I'm trying to deploy couchbase community edition in a docker swarm environment. I followed the steps suggested by Arun Gupta, though I'm not sure if a master-worker model is desired as Couchbase doesn't have the notion of master/slave model.
Following are the problems I encountered. I'm wondering if anyone is able to run Couchbase successfully in a swarm mode.
Docker swarm assigns different IP address each time the service is restarted. Sometimes, docker moves the service to a new node which, again assigns a different IP address. It appears that Couchbase doesn't start if it finds a new IP address. (log says "address on which the service is configured is not up. Waiting for the interface to be brought up"). I'm using a host mounted volume as the data folder (/opt/couchase/var) to persist data across restarts.
I tried to read overlay network address used internally and update ip and ip_start files in a run script within the container. This doesn't help either. Server comes up as a new instance without loading old data. This is a real problem as production data can be lost if docker swarm moves services around.
docker swarm's internal router assigns an address from overlay network in addition to other interfaces. I tried using localhost, master.overlaynet, IP address of the overlaynet, private address assigned by docker to container etc. as server address in the Couchbase cluster configuration. While the cluster servers are able to communicate to each other, this created another problem with client connections. Client normally connects to an address/port exposed by the swarm cluster. This is different from cluster node address. In case of a python client, it reads Couchbase cluster server addresses and tried to connect to that if overlay address is given as server address at the time of joining the cluster. The client times out as the address is not reachable.
I might be able to add a network address constraint to the yaml file to ensure that master node will come up with the same address. For eg.
networks:
default:
ipv4_address: 172.20.x.xx
Above approach may not work for worker nodes as that will impact ability to scale worker nodes based on load/growth.
In this model (master/worker), how does a worker get elected as leader if master node goes down? Is master/worker the right approach for a Couchbase cluster in swarm environment?
It will be helpful if I can get some references to Couchbase swarm mode setup or some suggestions on how to handle IP address change.
We ran into the same problem (couchbase server 5.1.1) and our temporary solution is to use fixed IPs on a new docker bridge network.
networks:<br>
default:<br>
ipv4_address: 172.19.0.x
Although this works, this is not a good solution as we loose auto-scaling as mentioned above. We had some learnings during setup. Just to let you know:
You can run a single-node couchbase setup with dynamic IP. You can stop/restart this container and update couchbase-server version with no limitations.

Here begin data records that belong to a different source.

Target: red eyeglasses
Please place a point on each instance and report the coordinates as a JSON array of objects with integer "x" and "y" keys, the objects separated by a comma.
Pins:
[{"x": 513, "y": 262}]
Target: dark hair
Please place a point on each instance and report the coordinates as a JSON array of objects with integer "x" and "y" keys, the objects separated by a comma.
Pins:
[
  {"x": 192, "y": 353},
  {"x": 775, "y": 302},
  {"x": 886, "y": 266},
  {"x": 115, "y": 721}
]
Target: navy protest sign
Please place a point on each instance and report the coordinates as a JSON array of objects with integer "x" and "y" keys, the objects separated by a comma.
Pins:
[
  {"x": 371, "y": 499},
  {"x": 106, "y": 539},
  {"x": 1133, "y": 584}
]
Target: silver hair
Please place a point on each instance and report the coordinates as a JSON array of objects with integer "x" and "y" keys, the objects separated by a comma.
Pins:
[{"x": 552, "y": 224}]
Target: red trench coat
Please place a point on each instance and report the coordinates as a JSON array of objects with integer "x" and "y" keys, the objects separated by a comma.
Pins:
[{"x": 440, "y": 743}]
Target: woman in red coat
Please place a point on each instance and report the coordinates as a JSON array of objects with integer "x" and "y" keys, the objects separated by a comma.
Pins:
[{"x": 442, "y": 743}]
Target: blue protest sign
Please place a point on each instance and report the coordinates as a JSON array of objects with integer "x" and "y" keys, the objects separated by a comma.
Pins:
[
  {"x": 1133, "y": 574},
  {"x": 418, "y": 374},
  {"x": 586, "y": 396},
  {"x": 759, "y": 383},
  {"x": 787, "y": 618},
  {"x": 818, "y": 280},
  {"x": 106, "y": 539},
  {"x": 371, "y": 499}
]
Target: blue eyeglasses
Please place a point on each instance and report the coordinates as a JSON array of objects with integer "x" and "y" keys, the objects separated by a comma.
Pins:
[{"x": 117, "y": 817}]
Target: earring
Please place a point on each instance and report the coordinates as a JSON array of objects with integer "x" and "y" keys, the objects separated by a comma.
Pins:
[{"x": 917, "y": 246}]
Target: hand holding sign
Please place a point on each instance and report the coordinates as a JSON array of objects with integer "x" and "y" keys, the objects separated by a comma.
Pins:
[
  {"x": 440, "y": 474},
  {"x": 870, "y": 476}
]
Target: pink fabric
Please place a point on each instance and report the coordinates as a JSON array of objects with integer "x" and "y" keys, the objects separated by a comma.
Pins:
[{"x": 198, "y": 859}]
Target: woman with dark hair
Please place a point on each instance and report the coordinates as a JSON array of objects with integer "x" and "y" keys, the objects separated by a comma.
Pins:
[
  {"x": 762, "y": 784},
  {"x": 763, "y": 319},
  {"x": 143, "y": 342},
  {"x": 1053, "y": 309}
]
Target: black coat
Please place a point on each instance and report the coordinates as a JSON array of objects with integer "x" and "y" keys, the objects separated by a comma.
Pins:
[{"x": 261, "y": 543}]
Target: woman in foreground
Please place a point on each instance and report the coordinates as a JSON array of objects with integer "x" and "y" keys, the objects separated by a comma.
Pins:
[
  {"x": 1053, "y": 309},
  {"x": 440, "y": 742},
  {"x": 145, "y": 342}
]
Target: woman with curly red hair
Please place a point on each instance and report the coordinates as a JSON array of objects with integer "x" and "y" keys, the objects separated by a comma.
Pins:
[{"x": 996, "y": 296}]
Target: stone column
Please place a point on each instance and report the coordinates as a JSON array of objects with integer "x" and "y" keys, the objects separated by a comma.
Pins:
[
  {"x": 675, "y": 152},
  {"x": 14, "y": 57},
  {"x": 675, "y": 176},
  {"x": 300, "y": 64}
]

When you add a second node this initially works with dynamic IP as well during setup. You can add the server and rebalance the cluster. But when you stop/restart/scale 0/1 a couchbase container, it won't start up anymore due to a new IP provides by docker (10.0.0.x with default network).
Changing the "ip" or "ip_start" files (/opt/couchbase/var/lib/couchbase/config) to update the IP does NOT work. Server starts up as "new" server, when changing the ip in "ip" and "ip_start" but it still has all the data. So you can backup your data, if you need now. So even after you "switched" to fixed IP you can't re-start the server directly, but need to cbbackup and cbrestore.
https://docs.couchbase.com/server/5.1/install/hostnames.html documentation for using hostnames is a little misleading as this only documents how to "find" a new server while configuring a cluster. If you specify hostnames couchbase anyway configures all nodes with the static IPs.
You might start your docker swarm with host network might be a solution, but we run multiple instances of other containers on a single host, so we would like to avoid that solution.
So always have a backup of the node/cluster. We always make a file-backup and a cluster-backup with cbbackup. As restoring from a file backup is much faster.
There is a discussion at https://github.com/couchbase/docker/issues/82 on this issue, but this involves using AWS for static IPs, which we don't.
I am aware of couchbase autonomous operator for kubernetes, but for now we would like to stay with docker swarm. If anybody has a nicer solution for this, how to configure couchbase to use hostnames, please share.
Related
I created a standalone container for php based website that is suppose to get data from mysql database.
On same VM, i started swarm service for mysql.
I noticed following
1) When I publish ports in mysql service, it was by default connecting to ingress network (which is obvious) so no questions there
2) When I do not publish any port, it got connected to "bridge" network by default. Should it connect to docker_gwbridge network created by swarm? or may I am missing something
2nd point related to DNS resolution, I was able to create a user defined bridge network for my php website and also manually attached the mysql container (which was created inside swarm) directly to that user defined network (I know not a good practice, but was trying to play around). This way, I was able to use DNS resolution as they both being on same network, I just provided mysql container name and my website started working. But ofcourse this will not long live, as my containers can get change over the period of time.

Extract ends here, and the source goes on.